4. Improving MSCs for clinical use in GVHD
BM-MSCs have specific problems that limit their usefulness. For example, BM-MSC isolation requiresaspiration from the marrow cavity which is a painful, invasive procedure, with certain risks. Several studies indicate that adult-derived MSCs have limited expansion potential or slower expansion in vitro compared to fetal-derived MSCs and that adult MSCs may be less-responsive than fetal or neonatal MSCs in certain applications [48–53]. Therefore, alternative tissue sources, such as discarded tissues resulting from pregnancy, which contain fetal-derived MSCs have been considered as an alternative MSC source. Here, we focus upon the potential of these tissues, with the aim to improve the next iteration of clinical trials. Two notions are presented. First, we review the literature that suggests that MSCs from discarded fetal tissues might be better than BM-MSCs for GVHD therapy. This idea is based upon the fact that BM-MSCs have aforementioned limitations that may be overcome using an alternative MSC source.

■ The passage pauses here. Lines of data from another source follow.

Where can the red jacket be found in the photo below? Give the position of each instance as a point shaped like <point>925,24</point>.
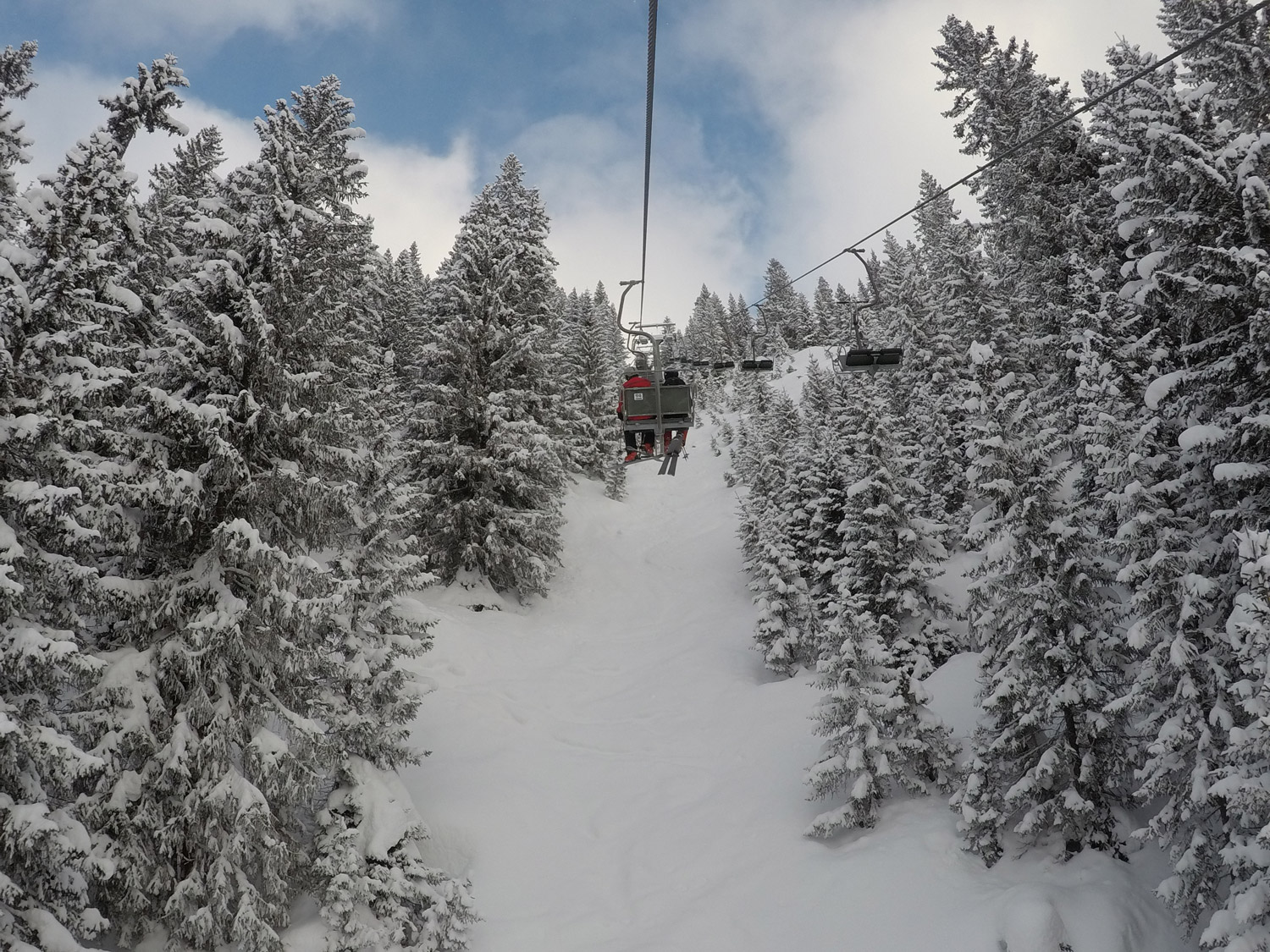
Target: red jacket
<point>635,382</point>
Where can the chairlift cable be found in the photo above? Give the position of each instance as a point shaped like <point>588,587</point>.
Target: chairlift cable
<point>1030,141</point>
<point>648,145</point>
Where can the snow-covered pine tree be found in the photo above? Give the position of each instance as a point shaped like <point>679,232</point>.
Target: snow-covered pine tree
<point>1048,758</point>
<point>879,734</point>
<point>826,316</point>
<point>787,314</point>
<point>588,380</point>
<point>932,360</point>
<point>1028,200</point>
<point>1189,177</point>
<point>259,654</point>
<point>70,324</point>
<point>705,337</point>
<point>487,457</point>
<point>46,871</point>
<point>823,470</point>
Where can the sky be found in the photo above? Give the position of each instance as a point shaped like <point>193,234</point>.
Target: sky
<point>782,129</point>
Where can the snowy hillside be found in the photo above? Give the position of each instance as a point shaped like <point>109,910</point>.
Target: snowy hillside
<point>615,769</point>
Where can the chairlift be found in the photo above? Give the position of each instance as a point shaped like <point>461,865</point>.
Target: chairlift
<point>655,408</point>
<point>861,358</point>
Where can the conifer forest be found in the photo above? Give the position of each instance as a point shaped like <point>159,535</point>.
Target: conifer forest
<point>241,444</point>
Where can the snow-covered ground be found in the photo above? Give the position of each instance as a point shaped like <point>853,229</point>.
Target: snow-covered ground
<point>616,771</point>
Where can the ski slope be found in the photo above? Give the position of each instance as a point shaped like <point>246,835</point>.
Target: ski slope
<point>616,772</point>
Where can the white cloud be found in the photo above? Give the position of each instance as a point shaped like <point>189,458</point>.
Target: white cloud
<point>591,175</point>
<point>417,197</point>
<point>208,22</point>
<point>414,195</point>
<point>848,91</point>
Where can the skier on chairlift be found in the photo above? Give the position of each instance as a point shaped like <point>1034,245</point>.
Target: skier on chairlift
<point>635,437</point>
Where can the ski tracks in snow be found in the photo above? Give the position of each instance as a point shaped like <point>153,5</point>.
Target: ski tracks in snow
<point>617,773</point>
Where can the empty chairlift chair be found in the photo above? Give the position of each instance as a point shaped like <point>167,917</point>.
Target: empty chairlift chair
<point>869,360</point>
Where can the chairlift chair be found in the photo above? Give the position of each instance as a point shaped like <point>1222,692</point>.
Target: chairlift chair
<point>860,358</point>
<point>657,408</point>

Second, we review literature that suggests that in vitro conditioning by cytokine exposure, called “licensing”, of MSCs during expansion might improve their clinical effect in GVHD. This idea is based upon the relative plasticity of MSCs to culture conditions such as hypoxia, cytokine exposure, etc, that change the physiology of MSCs and may improve their clinical effect.
It is well-understood that BM-MSCs have limitations that may affect their clinical potency and impact. For example, BM-MSCs have a limited expansion potential and grow relatively slowly in vitro, and they require a painful and invasive collection procedure, and BM-MSCs from older individuals may not expand to clinically relevant number and may be unsuitable for therapy. To address these limitations, individuals at the EMBO workshop: “From fetomaternal tolerance to immunomodulatory properties of placenta-derived cells in cell therapy” First Bi-annual Meeting of the International Placenta Stem Cell Society (IPLASS) held in Brescia, Italy focused upon the deciduous tissues associated with fetal life, e.g., amnion, placenta and umbilical cord. Our thesis is that MSC derived from umbilical cord may be a effective, safely and painlessly collected alternative source of MSC, and replace BM-MSC, for GVHD prevention or treatment.
Our group works with MSCs that are derived from umbilical cord stroma, also known as Wharton's jelly (WJ, or WJCs below). WJ is a primitive, loose connective tissue that is rich in hyaluronan, and supports and cushions the umbilical vessels. WJ's contains an MSC population that is easily isolated following birth from the discarded umbilical cord after umbilical cord blood has been collected. WJCs grow more quickly and produce more cells during expansion in vitro compared with BM-MSCs [54,55] and, they have immune properties similar to adult-derived MSCs from bone marrow and adipose tissue [51,54,56–58]. It is their immune properties that make MSCs attractive for immunological disorders. These immune properties are: 1) low immunogenicity and naïve MSCs do not strongly stimulate allogeneic T-lymphocyte proliferation; 2) MSCs suppress the proliferation of activated T lymphocytes, 3) increased production of regulatory T-cells, and 4) a shift in the immune response towards tolerance or anergy since MSCs do not stimulate B cells and prevent B cells from becoming stimulated.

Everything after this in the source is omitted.